# The Havtohavit store: helping rescue!



## RikiDaisyDixie (Apr 15, 2008)

HRI now has www.havtohavit.com store where you can buy your Cris Cristensen products and other wonderful things for your dogs, and a portion of your purchase benefits the dogs in rescue.

One of the products I have been reading a lot of great things about is the new Wooden Pin Brush...I need to order one as the pin brushes do seem to pull a bit...this one works wonders on the havanese coats!

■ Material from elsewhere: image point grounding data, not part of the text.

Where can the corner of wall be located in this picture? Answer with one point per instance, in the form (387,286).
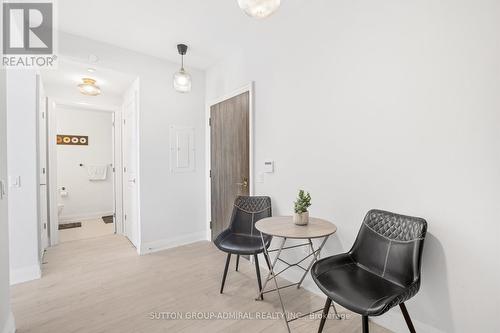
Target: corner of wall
(10,324)
(25,274)
(165,244)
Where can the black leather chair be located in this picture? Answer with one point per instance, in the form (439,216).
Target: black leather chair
(382,270)
(241,238)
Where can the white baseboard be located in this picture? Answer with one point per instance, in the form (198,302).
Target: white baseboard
(24,274)
(10,324)
(394,321)
(80,217)
(169,243)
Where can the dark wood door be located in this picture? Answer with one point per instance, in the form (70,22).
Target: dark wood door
(229,150)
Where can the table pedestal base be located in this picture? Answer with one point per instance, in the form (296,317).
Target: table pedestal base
(273,276)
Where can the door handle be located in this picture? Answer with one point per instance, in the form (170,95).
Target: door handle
(244,183)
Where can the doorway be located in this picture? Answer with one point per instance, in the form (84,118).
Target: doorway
(85,172)
(230,122)
(104,178)
(130,151)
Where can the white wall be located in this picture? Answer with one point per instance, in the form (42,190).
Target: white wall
(85,199)
(6,318)
(392,105)
(172,205)
(22,163)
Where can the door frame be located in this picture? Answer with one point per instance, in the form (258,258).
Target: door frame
(53,105)
(134,90)
(249,87)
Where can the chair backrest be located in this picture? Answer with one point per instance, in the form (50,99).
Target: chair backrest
(247,211)
(390,245)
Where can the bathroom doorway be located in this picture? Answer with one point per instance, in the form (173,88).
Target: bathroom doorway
(85,172)
(85,166)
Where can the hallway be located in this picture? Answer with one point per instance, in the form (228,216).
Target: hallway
(101,285)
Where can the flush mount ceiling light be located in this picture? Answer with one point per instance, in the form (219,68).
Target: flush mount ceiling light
(259,8)
(182,79)
(89,88)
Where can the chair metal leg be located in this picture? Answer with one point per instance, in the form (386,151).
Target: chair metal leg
(325,314)
(257,269)
(225,272)
(407,318)
(365,324)
(267,261)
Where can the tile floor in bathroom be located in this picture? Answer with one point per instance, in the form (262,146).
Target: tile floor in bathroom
(90,228)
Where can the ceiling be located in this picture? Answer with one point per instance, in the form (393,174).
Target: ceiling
(70,73)
(211,28)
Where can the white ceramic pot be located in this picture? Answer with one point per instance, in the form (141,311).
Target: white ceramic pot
(301,218)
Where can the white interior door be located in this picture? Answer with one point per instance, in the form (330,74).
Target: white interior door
(130,168)
(43,215)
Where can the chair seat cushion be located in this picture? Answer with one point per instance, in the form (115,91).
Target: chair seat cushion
(354,287)
(237,243)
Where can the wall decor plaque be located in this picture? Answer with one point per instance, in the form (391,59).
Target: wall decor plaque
(75,140)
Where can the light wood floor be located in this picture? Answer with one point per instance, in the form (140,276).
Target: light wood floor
(102,285)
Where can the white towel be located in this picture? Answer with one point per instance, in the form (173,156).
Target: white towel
(97,172)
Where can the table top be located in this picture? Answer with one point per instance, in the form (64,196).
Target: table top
(283,226)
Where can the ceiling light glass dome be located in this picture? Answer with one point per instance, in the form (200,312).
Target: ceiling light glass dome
(182,81)
(259,8)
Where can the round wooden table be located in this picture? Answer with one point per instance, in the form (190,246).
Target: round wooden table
(283,227)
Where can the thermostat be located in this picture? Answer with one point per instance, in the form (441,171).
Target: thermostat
(269,167)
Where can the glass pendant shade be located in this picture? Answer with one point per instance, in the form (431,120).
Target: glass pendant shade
(89,88)
(259,8)
(182,81)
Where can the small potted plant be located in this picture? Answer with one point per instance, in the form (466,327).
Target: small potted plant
(301,216)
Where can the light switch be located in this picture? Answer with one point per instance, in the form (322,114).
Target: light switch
(269,167)
(14,181)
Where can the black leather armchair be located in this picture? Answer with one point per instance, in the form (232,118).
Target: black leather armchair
(382,270)
(241,238)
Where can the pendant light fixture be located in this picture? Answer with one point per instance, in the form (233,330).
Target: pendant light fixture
(182,79)
(259,8)
(89,88)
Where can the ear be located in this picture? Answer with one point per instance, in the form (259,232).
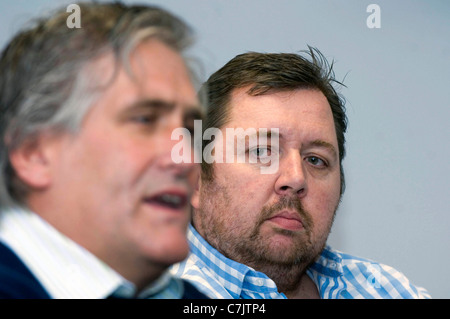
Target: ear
(195,199)
(31,163)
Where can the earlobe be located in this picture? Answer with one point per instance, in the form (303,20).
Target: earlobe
(195,200)
(31,164)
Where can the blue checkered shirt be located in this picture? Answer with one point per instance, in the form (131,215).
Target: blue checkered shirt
(336,275)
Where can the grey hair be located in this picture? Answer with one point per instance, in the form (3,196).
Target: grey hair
(45,81)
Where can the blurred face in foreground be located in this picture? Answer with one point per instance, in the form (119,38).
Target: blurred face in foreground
(271,221)
(112,186)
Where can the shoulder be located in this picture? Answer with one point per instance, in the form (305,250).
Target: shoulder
(17,281)
(191,292)
(366,278)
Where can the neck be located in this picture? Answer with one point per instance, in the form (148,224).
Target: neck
(291,280)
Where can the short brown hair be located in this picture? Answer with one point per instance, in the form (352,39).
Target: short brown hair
(265,73)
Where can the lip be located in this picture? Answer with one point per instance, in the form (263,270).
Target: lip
(173,200)
(288,220)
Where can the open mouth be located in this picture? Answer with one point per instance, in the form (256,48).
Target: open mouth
(168,200)
(287,220)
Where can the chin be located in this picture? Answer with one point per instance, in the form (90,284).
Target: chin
(173,251)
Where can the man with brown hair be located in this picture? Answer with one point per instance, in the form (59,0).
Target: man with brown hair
(257,235)
(92,206)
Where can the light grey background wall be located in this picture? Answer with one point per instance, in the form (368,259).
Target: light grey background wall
(396,209)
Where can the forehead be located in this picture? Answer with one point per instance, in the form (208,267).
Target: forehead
(153,71)
(290,111)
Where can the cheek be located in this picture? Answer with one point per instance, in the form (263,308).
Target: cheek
(322,208)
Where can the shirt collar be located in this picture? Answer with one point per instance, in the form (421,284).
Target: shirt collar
(64,268)
(238,279)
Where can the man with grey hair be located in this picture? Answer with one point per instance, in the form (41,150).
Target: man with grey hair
(92,206)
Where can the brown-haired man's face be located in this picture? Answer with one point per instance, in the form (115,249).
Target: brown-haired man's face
(284,217)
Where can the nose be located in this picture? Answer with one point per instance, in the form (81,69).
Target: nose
(292,178)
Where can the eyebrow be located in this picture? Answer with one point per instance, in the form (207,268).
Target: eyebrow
(191,112)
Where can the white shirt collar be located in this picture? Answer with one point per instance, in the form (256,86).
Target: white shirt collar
(64,268)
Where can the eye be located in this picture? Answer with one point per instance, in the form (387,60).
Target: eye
(145,119)
(316,161)
(259,154)
(260,151)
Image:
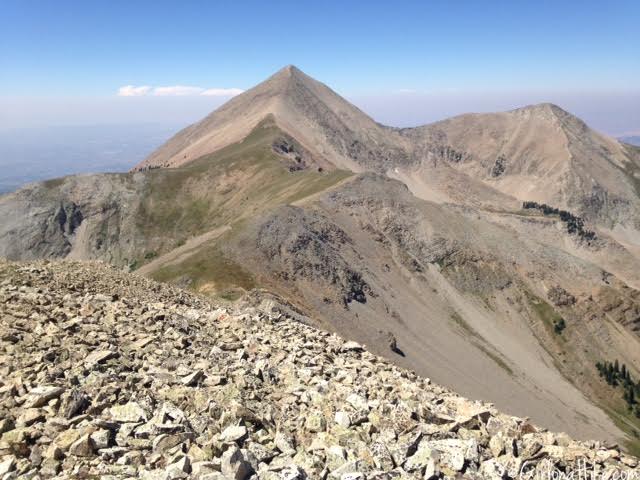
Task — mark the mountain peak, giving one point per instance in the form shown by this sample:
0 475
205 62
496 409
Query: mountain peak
285 77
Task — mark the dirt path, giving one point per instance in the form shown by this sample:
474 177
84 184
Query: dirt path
178 254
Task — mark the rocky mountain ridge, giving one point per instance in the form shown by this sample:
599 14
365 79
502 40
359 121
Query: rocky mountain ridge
418 242
110 375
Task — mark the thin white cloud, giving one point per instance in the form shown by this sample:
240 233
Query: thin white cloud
176 91
133 91
222 92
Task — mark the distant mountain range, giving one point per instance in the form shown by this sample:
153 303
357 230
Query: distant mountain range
497 253
33 154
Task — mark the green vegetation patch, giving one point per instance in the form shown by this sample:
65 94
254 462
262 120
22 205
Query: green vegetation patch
208 271
479 342
551 319
237 181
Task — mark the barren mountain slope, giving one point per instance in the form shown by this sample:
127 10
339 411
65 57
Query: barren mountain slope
109 375
538 153
542 153
465 296
509 304
333 130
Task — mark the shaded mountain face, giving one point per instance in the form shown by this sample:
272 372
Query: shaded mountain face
496 253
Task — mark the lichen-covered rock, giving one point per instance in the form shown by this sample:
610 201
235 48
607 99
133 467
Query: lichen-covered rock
109 375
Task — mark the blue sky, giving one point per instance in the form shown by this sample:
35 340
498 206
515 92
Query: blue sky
461 51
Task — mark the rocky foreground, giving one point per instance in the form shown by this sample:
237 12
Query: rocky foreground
109 375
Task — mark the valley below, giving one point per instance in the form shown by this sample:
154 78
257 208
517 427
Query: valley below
496 254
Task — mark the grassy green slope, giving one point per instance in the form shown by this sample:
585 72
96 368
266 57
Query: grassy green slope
223 188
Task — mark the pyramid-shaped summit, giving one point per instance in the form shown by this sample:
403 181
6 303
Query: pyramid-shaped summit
319 119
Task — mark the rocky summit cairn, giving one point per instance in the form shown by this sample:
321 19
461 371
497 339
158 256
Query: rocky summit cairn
109 375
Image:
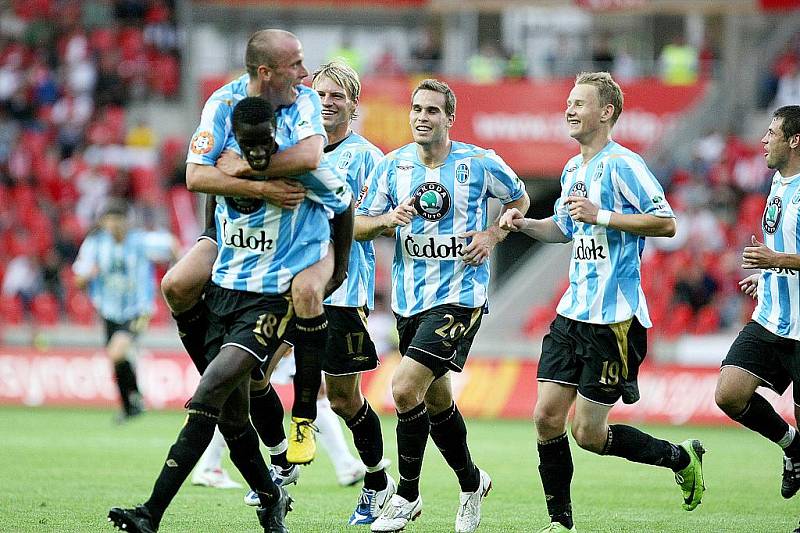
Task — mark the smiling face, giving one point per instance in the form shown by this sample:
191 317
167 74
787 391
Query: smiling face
337 105
257 142
429 123
585 116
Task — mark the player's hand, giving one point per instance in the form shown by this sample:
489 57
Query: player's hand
581 209
479 248
233 164
759 255
512 220
402 214
283 192
749 285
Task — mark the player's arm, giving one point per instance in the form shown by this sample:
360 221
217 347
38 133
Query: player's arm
300 158
544 230
759 255
342 237
483 242
286 194
368 227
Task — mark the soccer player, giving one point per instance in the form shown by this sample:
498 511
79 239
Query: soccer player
274 61
115 264
433 194
767 351
261 248
609 203
350 350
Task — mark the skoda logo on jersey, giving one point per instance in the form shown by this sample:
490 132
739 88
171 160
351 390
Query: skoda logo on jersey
772 215
344 160
462 173
578 189
432 201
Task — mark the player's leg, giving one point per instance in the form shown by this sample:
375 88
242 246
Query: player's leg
118 349
558 376
182 287
312 331
759 358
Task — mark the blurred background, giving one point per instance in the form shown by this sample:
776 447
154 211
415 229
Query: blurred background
99 98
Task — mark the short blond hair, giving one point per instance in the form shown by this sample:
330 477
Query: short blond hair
342 75
608 91
440 87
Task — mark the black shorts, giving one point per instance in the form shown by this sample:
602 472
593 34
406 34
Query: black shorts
440 337
349 349
255 323
773 359
600 360
134 327
210 234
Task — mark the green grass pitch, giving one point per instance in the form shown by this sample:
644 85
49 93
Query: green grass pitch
62 469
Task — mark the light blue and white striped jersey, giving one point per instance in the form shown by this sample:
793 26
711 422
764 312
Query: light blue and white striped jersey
356 157
779 289
124 287
605 269
214 134
450 200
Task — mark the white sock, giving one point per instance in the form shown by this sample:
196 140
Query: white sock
212 457
331 437
788 438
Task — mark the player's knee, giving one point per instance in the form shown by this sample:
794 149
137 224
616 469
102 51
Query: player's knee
729 401
589 437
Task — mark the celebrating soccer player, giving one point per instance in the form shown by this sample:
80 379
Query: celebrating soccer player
767 352
433 194
609 203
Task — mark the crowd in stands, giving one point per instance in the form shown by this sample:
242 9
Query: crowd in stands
68 72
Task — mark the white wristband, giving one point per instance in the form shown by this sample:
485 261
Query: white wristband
603 217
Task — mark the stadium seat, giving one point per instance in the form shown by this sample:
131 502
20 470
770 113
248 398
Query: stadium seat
44 309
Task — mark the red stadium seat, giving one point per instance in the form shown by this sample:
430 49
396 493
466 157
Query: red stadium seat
44 309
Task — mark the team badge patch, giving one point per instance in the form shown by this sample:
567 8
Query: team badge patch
202 142
432 201
578 189
772 215
462 173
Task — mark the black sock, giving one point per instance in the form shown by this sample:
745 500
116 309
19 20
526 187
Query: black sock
637 446
760 416
312 333
245 455
182 457
449 433
266 412
555 469
368 439
192 327
413 428
126 382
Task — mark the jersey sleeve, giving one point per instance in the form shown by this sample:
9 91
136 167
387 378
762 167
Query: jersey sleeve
213 134
86 261
502 182
639 187
309 116
560 212
376 198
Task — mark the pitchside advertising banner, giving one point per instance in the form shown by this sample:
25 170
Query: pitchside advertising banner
522 121
488 388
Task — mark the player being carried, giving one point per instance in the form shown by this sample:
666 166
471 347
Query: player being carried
609 203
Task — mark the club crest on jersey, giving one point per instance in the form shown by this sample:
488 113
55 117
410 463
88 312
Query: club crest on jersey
344 160
432 201
772 215
202 142
578 189
462 173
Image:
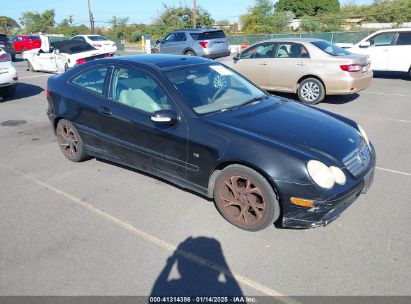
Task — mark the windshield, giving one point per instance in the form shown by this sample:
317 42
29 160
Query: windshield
210 88
330 48
97 38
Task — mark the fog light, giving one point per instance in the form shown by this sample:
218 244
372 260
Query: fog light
302 202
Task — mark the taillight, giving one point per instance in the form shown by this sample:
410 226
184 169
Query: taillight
203 44
350 67
5 57
81 60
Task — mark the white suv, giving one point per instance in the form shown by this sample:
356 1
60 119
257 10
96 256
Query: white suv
389 50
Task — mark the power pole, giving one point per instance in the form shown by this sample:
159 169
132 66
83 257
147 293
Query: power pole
90 14
194 14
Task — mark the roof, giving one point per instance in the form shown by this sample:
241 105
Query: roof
292 40
161 61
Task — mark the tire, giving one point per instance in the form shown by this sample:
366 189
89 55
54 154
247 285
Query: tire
253 209
311 91
70 142
189 53
10 91
30 67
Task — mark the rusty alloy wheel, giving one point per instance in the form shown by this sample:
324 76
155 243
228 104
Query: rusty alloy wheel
245 198
69 141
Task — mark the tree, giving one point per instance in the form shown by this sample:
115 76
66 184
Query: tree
38 22
8 23
262 19
181 17
298 7
308 7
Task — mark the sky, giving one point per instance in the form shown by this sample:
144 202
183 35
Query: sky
138 11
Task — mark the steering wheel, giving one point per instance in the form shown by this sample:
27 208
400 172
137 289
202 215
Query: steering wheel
218 93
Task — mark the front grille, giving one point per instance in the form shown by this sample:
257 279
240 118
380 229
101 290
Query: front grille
357 161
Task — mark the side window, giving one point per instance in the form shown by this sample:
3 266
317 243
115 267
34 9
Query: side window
138 90
404 38
181 37
265 50
92 80
292 50
384 39
170 37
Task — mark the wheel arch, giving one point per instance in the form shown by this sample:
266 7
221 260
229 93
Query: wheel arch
311 76
224 164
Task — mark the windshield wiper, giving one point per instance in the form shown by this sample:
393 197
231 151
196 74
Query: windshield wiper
252 100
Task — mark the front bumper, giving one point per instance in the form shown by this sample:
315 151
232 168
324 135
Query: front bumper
217 55
325 211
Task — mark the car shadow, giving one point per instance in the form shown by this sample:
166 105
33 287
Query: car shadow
332 99
25 90
196 268
392 75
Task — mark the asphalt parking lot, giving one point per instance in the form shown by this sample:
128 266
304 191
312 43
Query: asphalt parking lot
95 228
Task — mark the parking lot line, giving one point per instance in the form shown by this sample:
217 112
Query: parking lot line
35 76
393 171
387 94
156 241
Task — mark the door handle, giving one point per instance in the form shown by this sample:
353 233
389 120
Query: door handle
105 111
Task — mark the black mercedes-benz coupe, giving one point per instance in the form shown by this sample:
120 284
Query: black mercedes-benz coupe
202 126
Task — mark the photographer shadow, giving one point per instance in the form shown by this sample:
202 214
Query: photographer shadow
196 268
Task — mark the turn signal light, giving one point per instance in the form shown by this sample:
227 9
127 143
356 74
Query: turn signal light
302 202
203 44
350 67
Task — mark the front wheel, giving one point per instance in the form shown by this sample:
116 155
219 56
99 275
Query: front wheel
70 142
245 198
311 91
189 53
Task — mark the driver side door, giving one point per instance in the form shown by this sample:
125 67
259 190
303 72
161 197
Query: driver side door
253 63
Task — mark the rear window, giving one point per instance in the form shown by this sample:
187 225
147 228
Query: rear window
330 48
97 38
404 38
4 38
208 35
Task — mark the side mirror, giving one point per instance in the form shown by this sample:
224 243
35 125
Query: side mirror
164 117
365 44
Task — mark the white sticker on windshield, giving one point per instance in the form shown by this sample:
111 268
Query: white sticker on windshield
221 70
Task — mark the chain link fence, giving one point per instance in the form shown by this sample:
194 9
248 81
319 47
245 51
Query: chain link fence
333 37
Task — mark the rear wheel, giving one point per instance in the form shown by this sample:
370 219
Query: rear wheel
311 91
189 53
245 198
70 142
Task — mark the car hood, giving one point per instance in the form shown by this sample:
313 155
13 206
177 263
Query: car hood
293 125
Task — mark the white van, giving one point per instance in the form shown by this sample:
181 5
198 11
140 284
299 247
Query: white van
389 50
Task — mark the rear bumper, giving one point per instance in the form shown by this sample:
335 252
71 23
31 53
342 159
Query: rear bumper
217 55
349 84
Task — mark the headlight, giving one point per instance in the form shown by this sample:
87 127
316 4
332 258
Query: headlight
324 176
364 135
321 174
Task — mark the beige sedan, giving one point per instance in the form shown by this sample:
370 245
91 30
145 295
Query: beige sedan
312 68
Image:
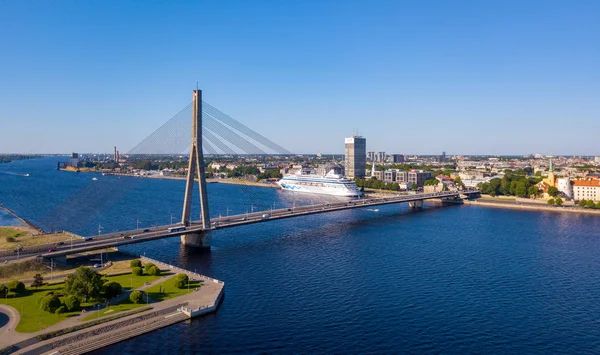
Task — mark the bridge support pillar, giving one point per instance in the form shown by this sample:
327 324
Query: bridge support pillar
416 204
196 240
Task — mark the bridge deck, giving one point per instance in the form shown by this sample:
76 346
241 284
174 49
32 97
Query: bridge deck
159 232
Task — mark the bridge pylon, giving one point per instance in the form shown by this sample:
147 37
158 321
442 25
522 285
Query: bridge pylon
196 164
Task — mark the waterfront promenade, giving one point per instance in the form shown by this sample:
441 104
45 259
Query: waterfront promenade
204 299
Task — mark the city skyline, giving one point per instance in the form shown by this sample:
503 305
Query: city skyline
479 78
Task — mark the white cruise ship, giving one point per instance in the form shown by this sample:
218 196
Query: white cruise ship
332 183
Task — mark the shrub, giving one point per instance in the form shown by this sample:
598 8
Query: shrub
50 303
137 296
16 287
60 310
137 271
72 303
154 271
112 289
590 204
181 281
147 267
558 201
38 280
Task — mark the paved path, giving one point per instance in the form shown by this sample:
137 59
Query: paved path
162 314
7 333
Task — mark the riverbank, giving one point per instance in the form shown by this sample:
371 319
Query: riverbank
84 334
22 221
516 205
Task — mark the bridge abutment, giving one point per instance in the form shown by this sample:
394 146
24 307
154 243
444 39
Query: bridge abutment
416 204
196 240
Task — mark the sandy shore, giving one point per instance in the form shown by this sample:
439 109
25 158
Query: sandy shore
530 207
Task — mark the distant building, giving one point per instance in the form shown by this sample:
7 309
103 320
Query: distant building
355 157
565 187
401 177
442 158
586 189
419 177
371 156
397 158
389 175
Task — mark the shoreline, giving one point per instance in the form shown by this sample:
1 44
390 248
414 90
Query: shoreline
25 222
531 207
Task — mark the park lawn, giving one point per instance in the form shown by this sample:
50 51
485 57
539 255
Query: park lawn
124 305
129 280
169 290
23 236
32 317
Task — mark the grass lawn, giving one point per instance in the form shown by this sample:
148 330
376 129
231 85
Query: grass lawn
126 305
169 290
32 317
23 235
127 280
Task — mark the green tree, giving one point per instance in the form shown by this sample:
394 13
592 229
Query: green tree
50 303
181 280
137 296
558 201
553 191
521 188
590 204
72 303
112 289
38 281
147 267
60 310
16 286
154 271
532 191
84 283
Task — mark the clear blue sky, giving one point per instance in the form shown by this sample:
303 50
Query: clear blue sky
465 77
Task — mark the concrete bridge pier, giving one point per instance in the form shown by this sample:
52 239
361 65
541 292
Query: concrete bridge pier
416 204
196 240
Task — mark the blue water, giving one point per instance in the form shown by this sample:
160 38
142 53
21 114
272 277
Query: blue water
457 279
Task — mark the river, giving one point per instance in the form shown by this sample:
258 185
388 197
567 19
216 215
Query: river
455 279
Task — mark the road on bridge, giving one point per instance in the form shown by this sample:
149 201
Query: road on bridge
158 232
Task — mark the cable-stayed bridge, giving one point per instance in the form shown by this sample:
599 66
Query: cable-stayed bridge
213 132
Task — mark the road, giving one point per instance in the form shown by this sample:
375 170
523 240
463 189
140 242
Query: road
143 235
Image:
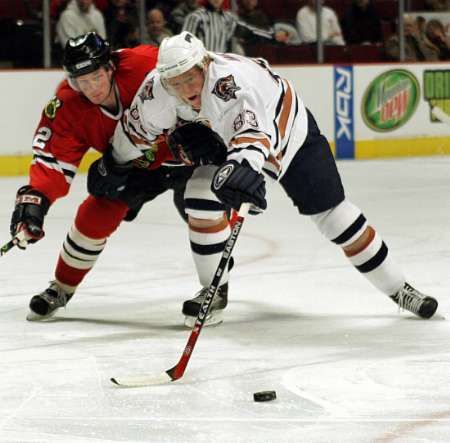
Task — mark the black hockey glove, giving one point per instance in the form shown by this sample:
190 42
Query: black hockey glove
28 215
236 183
196 144
106 178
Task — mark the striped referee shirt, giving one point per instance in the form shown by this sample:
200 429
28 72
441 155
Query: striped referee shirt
216 28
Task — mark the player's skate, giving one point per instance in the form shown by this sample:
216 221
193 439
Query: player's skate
45 304
215 315
414 301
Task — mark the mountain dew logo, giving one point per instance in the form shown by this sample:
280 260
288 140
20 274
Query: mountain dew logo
390 100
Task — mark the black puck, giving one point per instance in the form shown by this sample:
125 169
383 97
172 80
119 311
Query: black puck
264 396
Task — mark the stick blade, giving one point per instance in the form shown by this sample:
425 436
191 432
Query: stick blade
141 381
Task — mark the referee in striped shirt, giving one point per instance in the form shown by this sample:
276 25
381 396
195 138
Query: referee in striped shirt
216 27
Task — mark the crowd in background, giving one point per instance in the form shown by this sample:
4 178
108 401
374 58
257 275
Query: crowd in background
242 26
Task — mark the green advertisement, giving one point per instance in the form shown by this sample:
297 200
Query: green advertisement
390 100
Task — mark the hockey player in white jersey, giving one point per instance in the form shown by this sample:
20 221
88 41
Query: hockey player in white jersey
266 132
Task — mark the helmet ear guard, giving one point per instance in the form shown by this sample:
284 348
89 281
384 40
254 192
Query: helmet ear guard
180 53
85 54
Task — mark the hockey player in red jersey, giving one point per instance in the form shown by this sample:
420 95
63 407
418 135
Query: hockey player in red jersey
87 106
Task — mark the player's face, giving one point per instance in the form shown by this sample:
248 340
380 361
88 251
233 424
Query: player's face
96 86
188 86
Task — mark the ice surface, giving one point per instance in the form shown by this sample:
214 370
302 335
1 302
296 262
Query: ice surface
346 365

Use the Chris Christensen Wooden Pin Brush to safely and gently detangle hair. The wooden pins delicately separate the tangle from the rest of the hair, and gently loosen by drawing individual hairs upward and out to the side and away from the knot. Unlike other dog brushes, this wooden pin brush eliminates painful pulling of individual hair follicles that can cause damage or breakage. The 100 percent static free wooden pins utilize the natural oils to polish the hair by distributing sebum and or applied oils through the dogs coat.

Pin Length - 20mm
Total brush length - 7 1/2"


----------



## RikiDaisyDixie (Apr 15, 2008)

*Havtohavit bonus for entering the quilt drawing before July 18*

Every year the quilt drawing draws major crowds at nationals...and they get overwhelmed (in a good way) with people wishing to enter the drawing. This year we thought we would help them out by offering an incentive to get your entries in early...by July 18. One lucky person will win the gift certificate pictured below!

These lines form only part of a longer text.